私には父親がいない。「いない」というよりは若くして亡くなったと言ったほうが妥当だ。


私が4歳の頃に父は亡くなった。病死でも事故死でも他殺でもない。自殺を図ったと中学生の頃に母から聞いた。


父は遺書を残していったようで、そこには1つのUSBメモリが置いてあったという。そこには、毎日の出来事が記されていた。


《〇月✖日。上司が神崎先輩の日報を書き換えた。》神崎先輩とは、当時父がお世話になっていた先輩のこと。


《神崎先輩の貴重品が無くなった。社長は見て見ぬふり。》映像もついていた。


《先輩と営業に行った。しかし帰り際、書類が無くなっていた。》


《先輩と私で社長のところへ謝りに行く。私は気が気でなかった。》


《朝職場に行くと先輩が職場で首吊り自殺をしていた。会社が嫌だったらしい。》その出来事が最後だった。あとは、嫌がらせを受けていた証拠映像、画像が記録されていた。

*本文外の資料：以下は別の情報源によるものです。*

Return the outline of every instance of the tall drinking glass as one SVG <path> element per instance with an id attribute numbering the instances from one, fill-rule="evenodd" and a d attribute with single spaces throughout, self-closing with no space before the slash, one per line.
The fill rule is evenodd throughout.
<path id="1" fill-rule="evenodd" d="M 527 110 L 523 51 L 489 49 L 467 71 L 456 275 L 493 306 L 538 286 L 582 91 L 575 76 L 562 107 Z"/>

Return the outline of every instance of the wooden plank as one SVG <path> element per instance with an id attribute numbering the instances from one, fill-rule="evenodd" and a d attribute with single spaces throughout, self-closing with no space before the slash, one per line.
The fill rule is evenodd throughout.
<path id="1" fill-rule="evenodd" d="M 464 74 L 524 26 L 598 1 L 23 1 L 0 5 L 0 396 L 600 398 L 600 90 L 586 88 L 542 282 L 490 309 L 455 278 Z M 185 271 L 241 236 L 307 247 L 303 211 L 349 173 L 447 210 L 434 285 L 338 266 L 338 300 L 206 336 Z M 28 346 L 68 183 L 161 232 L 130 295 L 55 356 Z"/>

senpaiiyagarase1.jpg からsenpaiiyagarase58.jpgまでの画像、iyagaraseshouko1.mp4からiyagarase9.mp4までの動画があって、その記録を証拠に母は裁判を起こし、その会社を事業停止命令処分にしたという。そのため、その名前の会社は現在存在しないが、別の名前で株式会社を立ち上げて経営しているという。


神崎さんが亡くなった次の日に父も後を追うようにして焼身自殺したらしい。自殺場所は会社の社長室。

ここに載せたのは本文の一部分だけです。